The Greeting Card Association (GCA) expects approximately 1.6 billion Christmas cards (both boxed and individual cards) to be purchased in the U.S. this year – reflecting the continued strength of the Christmas card category and the cultural significance of this important holiday tradition among consumers.
Sales for individual Christmas cards, which are generally selected for just one recipient, are increasing year-over-year. Nearly 160 million individual Christmas cards are anticipated to be purchased this year, generating some $427 million in sales from individual cards alone (not including boxed card assortments). As people’s busy holiday schedules sometimes cause them to miss the window for boxed-card buying and sending, they still may want to send cards to close family members and friends, so they hand-pick individual designs for a smaller group of recipients.
Boxed holiday card assortments continue to have very strong sales as well. The combination of the “billboard” packaging and value pricing that typically equates to less than $1 per card makes boxed cards very attractive for the value-oriented consumer. Decorative packaging that helps “romance” the holiday occasion and differentiates the product from look-alike boxed cards may be contributing to sales as well.
Christmas is the number-one card-sending holiday in the U.S. (followed, in order, by Valentine’s Day, Mother’s Day, Father’s Day and Easter). Seasonal cards account for approximately half of all greeting cards purchased in America. About half of all card buyers purchase at least one individual Christmas card – with a 50/50 split between male and female buyers, and about one in four being from the Gen Y/Millennial demographic. Among card buyers who sent holiday cards in 2011, slightly more than half gave a card to someone whom they did not give one to in 2010, namely friends.
According to GCA member American Greetings, based in Cleveland, OH, upcoming holiday card designs focus on the warmth and happiness of the Christmas season, incorporating techniques and technology that make them festive, fun and eye-catching, with plenty of sparkle and shine. American Greetings says that red is red hot this year – evoking a universal feeling of nostalgia during the holiday season. Some cards include symbolic elements, such as Christmas trees and Santas, that clearly announce the presence of Christmas and evoke happy memories. Verses center on the nostalgic, warm and positive nature of the season, with messages that send wishes of love, peace and joy for the season.
GCA member Hallmark Cards of Kansas City, MO, sees design directions ranging from familiar traditions expressed through authentic photography or silver and gold burnished metals in exquisite patterns with hand-lettered calligraphy, to reinterpretations of holiday icons in “techno-dazzle”-inspired futuristic palettes and finishes.
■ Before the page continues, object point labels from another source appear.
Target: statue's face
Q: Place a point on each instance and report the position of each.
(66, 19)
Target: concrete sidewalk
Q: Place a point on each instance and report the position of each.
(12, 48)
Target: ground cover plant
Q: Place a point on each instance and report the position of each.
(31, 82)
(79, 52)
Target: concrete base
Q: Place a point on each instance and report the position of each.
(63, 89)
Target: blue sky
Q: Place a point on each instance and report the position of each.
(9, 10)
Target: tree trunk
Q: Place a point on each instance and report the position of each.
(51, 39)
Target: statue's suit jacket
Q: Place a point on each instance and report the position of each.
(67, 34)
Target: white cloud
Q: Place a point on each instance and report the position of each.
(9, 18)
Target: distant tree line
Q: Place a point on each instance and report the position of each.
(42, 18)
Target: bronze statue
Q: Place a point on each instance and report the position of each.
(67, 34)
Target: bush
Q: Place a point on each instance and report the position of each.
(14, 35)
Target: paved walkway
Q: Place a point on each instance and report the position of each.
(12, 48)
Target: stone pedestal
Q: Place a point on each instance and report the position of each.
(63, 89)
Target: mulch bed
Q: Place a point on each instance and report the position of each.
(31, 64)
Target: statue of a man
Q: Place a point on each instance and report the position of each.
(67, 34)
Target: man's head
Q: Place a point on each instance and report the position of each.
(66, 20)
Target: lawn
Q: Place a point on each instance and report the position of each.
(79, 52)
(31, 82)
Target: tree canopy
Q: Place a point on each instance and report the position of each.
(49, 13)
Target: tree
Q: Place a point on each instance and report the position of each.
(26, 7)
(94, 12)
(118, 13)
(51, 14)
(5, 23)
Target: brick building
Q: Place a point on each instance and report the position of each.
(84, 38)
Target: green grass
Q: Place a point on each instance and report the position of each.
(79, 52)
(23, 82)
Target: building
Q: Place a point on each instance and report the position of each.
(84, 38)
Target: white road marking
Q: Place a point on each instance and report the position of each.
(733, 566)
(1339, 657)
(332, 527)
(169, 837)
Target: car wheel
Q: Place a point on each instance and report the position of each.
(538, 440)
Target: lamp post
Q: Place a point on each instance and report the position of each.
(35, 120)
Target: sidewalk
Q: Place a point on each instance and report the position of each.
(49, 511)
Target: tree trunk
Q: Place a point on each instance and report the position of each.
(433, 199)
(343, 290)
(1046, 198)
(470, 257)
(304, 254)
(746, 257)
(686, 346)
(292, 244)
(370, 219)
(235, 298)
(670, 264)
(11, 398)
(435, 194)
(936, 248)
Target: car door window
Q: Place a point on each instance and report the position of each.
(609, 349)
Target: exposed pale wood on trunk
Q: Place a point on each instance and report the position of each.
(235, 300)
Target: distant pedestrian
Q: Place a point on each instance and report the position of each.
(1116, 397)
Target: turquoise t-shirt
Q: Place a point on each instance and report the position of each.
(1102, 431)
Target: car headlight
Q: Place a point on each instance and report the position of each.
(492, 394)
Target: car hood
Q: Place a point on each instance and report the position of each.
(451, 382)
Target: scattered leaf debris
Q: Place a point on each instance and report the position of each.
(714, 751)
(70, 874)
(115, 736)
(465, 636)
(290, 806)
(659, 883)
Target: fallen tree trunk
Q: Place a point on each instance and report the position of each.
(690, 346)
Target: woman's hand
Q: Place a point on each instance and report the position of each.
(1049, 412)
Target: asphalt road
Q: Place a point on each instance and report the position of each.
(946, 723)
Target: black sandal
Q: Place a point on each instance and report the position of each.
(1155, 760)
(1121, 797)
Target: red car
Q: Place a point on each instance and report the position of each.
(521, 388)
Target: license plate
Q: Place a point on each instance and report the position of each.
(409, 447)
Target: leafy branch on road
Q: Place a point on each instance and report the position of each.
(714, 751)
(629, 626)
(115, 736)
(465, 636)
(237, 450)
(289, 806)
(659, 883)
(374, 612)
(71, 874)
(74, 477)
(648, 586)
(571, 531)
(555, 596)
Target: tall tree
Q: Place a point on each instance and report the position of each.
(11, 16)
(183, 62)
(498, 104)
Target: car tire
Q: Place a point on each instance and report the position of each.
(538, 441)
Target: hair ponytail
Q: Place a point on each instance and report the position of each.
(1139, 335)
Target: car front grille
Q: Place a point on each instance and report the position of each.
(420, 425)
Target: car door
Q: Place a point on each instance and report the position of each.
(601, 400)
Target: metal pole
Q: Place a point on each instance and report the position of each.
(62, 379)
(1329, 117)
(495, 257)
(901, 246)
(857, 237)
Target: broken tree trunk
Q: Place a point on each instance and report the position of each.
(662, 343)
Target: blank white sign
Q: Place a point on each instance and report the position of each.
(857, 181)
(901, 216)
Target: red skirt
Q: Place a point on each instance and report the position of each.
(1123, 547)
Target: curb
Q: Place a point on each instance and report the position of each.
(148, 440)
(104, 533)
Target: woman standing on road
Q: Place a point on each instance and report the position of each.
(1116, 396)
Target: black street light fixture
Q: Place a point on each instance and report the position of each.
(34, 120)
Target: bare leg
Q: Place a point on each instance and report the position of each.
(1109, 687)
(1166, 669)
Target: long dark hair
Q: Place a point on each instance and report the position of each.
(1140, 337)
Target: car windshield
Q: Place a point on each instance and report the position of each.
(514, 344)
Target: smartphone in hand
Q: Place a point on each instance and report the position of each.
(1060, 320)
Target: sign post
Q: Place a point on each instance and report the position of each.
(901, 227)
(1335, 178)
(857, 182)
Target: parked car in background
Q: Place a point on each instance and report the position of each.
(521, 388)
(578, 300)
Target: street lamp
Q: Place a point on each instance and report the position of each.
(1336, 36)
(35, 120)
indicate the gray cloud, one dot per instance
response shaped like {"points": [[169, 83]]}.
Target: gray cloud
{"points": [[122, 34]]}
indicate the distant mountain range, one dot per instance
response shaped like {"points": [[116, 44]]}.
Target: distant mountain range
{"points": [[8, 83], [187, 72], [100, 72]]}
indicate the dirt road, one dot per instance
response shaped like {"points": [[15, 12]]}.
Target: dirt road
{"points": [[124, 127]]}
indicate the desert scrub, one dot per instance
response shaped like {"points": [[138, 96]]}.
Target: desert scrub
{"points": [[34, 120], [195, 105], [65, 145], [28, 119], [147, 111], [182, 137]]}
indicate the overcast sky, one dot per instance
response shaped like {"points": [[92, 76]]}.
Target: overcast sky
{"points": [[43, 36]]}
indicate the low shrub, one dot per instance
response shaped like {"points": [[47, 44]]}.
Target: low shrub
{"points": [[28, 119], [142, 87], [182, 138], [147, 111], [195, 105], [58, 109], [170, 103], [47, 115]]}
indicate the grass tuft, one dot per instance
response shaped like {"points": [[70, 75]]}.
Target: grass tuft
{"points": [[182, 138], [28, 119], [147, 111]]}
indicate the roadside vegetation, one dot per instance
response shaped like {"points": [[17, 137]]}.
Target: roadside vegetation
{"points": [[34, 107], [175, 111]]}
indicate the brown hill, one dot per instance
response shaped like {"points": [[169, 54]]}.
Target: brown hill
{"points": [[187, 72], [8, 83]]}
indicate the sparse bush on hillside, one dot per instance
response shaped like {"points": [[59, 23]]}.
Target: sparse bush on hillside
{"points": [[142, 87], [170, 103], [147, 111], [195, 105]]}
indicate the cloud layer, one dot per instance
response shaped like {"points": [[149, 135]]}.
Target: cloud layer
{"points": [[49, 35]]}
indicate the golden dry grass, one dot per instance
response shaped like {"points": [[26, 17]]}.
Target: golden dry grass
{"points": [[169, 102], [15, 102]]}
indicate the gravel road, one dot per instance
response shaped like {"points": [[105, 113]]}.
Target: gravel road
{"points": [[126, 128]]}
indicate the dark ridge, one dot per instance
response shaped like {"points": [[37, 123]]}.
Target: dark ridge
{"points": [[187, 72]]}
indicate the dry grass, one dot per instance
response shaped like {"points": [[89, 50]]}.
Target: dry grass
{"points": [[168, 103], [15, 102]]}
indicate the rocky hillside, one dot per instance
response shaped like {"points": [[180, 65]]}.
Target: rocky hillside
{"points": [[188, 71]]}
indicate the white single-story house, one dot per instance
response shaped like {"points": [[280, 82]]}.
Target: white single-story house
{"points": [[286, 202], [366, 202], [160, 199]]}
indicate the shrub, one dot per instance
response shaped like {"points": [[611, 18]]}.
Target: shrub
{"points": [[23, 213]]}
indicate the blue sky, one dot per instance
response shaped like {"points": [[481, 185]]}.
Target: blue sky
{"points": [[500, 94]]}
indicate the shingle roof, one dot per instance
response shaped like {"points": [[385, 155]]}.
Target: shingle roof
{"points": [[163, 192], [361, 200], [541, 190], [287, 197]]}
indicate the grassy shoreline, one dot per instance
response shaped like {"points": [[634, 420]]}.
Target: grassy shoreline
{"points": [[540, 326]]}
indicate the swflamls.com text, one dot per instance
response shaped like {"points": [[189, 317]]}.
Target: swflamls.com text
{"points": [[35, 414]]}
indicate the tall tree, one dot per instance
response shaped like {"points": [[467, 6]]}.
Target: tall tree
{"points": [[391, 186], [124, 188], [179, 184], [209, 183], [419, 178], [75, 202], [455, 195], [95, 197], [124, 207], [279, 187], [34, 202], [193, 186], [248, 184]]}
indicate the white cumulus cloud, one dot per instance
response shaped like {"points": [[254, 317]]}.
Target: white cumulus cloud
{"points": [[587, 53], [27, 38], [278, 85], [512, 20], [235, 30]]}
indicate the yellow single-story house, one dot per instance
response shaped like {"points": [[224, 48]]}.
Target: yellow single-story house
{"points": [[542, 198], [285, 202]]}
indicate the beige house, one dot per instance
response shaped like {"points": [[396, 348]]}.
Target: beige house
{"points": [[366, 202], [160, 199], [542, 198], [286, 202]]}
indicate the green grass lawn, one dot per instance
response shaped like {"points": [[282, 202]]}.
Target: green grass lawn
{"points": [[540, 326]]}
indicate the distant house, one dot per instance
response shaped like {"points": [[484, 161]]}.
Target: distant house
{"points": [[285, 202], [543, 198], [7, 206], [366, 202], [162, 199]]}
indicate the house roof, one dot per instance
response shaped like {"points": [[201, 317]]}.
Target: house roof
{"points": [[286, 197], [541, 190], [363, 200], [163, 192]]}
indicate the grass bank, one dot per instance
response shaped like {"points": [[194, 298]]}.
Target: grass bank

Many cards this year serve multiple purposes as well: mantle-worthy designs so intricate they are part of the home’s holiday décor or double as ornaments to hang on the tree; recordable keepsakes to keep a loved one’s voice and cherish year after year; magnet cards to display on the refrigerator; even “countdown” features to entertain the little ones eager to mark the days until Santa’s arrival.
Other Christmas card trends for 2012, shared by GCA member Leanin’ Tree of Boulder, CO, include elements of personalization – from adding a photo to creating a personalized message; symbols and messages of peace; inspirational and encouraging verses; value-added embellishments such as glitter, foil, die-cuts, three-dimensional shapes, music or sound chips; decorative and keepsake boxes; and the addition of a more contemporary palette using turquoise, bright green and purple, as well as shades of pink or magenta.
Christmas cards made in the USA will be a top trend sought by consumers this year, according to GCA member Masterpiece Studios of North Mankato, MN. Regional greetings – depicting images highlighting the sender’s geographic location – will also be more prominent, as will the usage of the “Merry Christmas” sentiment, although there is still a need for “Happy Holidays” and “Season’s Greetings” messaging as well.